= Josefsdorf =

Quarter of Vienna

Josefsdorf
| Coat of arms | Map |
Location:

Josefsdorf (Central Bavarian: Josefsduaf) was an independent municipality until 1892 and is today a part of Döbling, the 19th district of Vienna. It is also one of the 89 Katastralgemeinden.

== Geography ==

Josefsdorf lies on one side of the Kahlenberg, on ground that slopes steeply towards Vienna. Covering an area of just 64.99 hectares, the Katastralgemeinde Josefsdorf is the smallest of the districts in Döbling. In statistical analyses conducted by the Austrian government, Josefsdorf is counted in the area Nußdorf-Kahlenbergerdorf.

== History ==
The Camaldolese laid the foundation for Josefsdorf in 1628. Ferdinand II had invited the Camaldolese into the land following Polish marshal Nikolaus Wolsky’s supplication. The settlement consisted de facto of nothing but a monastery (convent) and was named Schweinsberg, after the mountain on which it was built. Schweinsberg is the original designation for the Kahlenberg. The Camaldolese settlement resembled a small village; two rows each of 20 plots clustered around a church and two yards. The monastery was dedicated to Saint Joseph. Following the dissolution of the hermitage on 4 February 1782, Edler Leopold von Kriegl obtained ownership of the land. The small houses that once belonged to the Camaldolese were sold off and von Kriegl opened a restaurant in what had earlier been the hospice. The Klosterneuburg Monastery provided one of its choir masters as a chaplain for the church. The modern-day St. Josefskirche (Saint Joseph’s Church) was sanctified in 1783. A cemetery was established in the nearby woods at the same time. The settlement was named Josefsdorf in 1784, in honour of Joseph II. However in 1809 the Josefsdorf parish was dissolved and the settlement was allocated to the town of Kahlenbergerdorf. Thereafter, Josefsdorf no longer had its own mayor and it was administered from Kahlenbergerdorf.

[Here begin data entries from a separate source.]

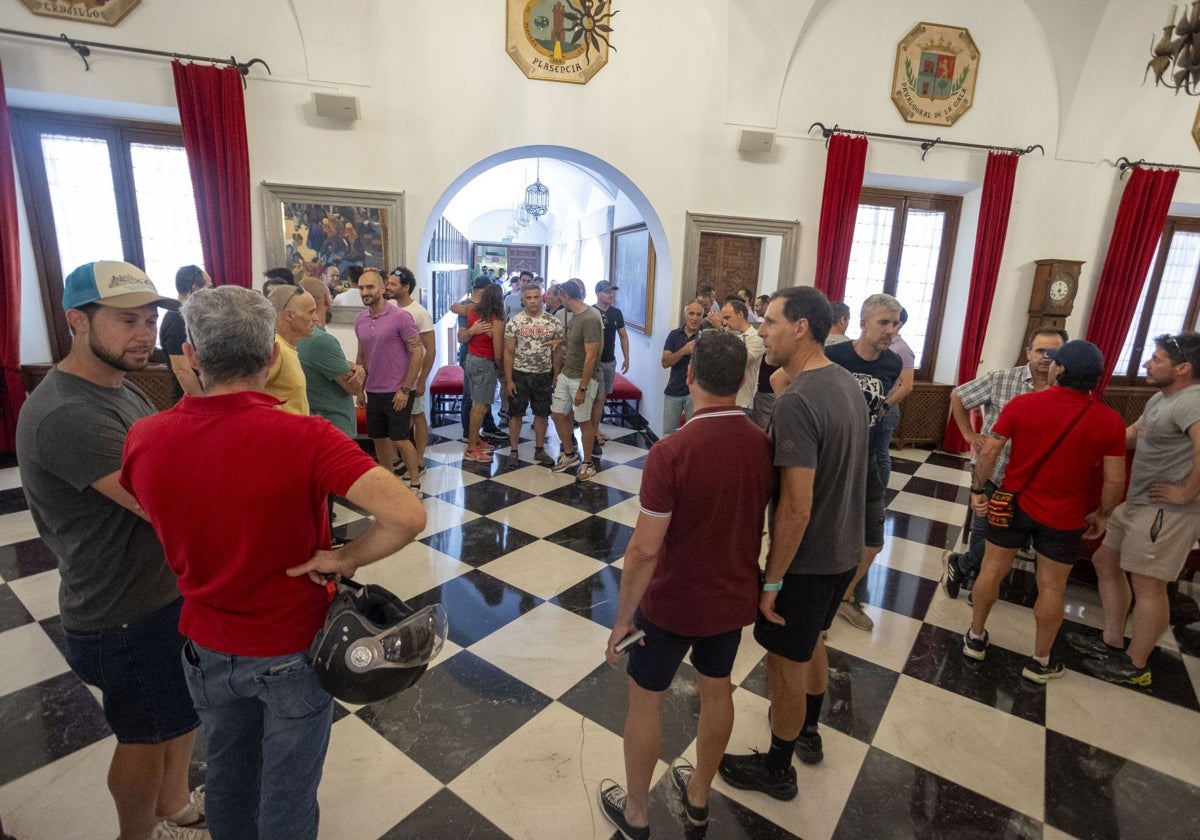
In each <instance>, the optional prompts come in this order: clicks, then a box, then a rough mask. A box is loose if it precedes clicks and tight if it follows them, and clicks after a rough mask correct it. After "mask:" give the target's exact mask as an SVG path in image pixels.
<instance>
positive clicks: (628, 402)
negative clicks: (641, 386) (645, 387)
mask: <svg viewBox="0 0 1200 840" xmlns="http://www.w3.org/2000/svg"><path fill="white" fill-rule="evenodd" d="M641 409H642V389H641V388H638V386H637V385H635V384H634V383H631V382H630V380H629V379H626V378H625V377H623V376H622V374H620V373H619V372H618V373H617V374H616V377H614V379H613V383H612V394H610V395H608V400H607V401H605V406H604V419H612V420H620V421H630V425H632V426H634V427H635V428H637V427H638V425H640V424H638V418H640V416H641V413H642V410H641Z"/></svg>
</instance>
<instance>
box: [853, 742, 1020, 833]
mask: <svg viewBox="0 0 1200 840" xmlns="http://www.w3.org/2000/svg"><path fill="white" fill-rule="evenodd" d="M834 838H835V840H863V838H896V839H899V838H962V839H974V838H997V839H1000V838H1003V839H1004V840H1009V839H1013V840H1016V839H1021V840H1040V838H1042V823H1039V822H1038V821H1037V820H1033V818H1032V817H1028V816H1026V815H1024V814H1020V812H1019V811H1014V810H1013V809H1010V808H1006V806H1004V805H1001V804H1000V803H996V802H992V800H991V799H988V798H986V797H982V796H979V794H978V793H974V792H973V791H968V790H967V788H965V787H961V786H959V785H955V784H954V782H953V781H948V780H946V779H942V778H941V776H938V775H935V774H932V773H930V772H929V770H923V769H920V768H919V767H914V766H912V764H910V763H908V762H906V761H902V760H900V758H896V757H895V756H893V755H889V754H887V752H883V751H882V750H877V749H875V748H871V749H870V750H869V751H868V754H866V758H865V760H864V761H863V767H862V769H860V770H859V773H858V779H857V780H856V781H854V787H853V790H851V792H850V799H848V800H847V802H846V808H845V809H844V810H842V812H841V820H840V821H839V822H838V829H836V830H835V832H834Z"/></svg>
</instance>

Over the years, Josefsdorf remained a very small settlement. In 1832, there were 53 people living in 27 houses; in 1890 there were 37 houses but one inhabitant fewer. The Fürst zu Liechtenstein, a Moravian noble, was the last lord of Josefsdorf.

In 1892, Josefsdorf, as part of the Kahlenbergerdorf, along with the surrounding suburbs of Sievering, Grinzing, Oberdöbling, Unterdöbling, Nußdorf, Heiligenstadt was integrated into the 19th district of Vienna, Döbling.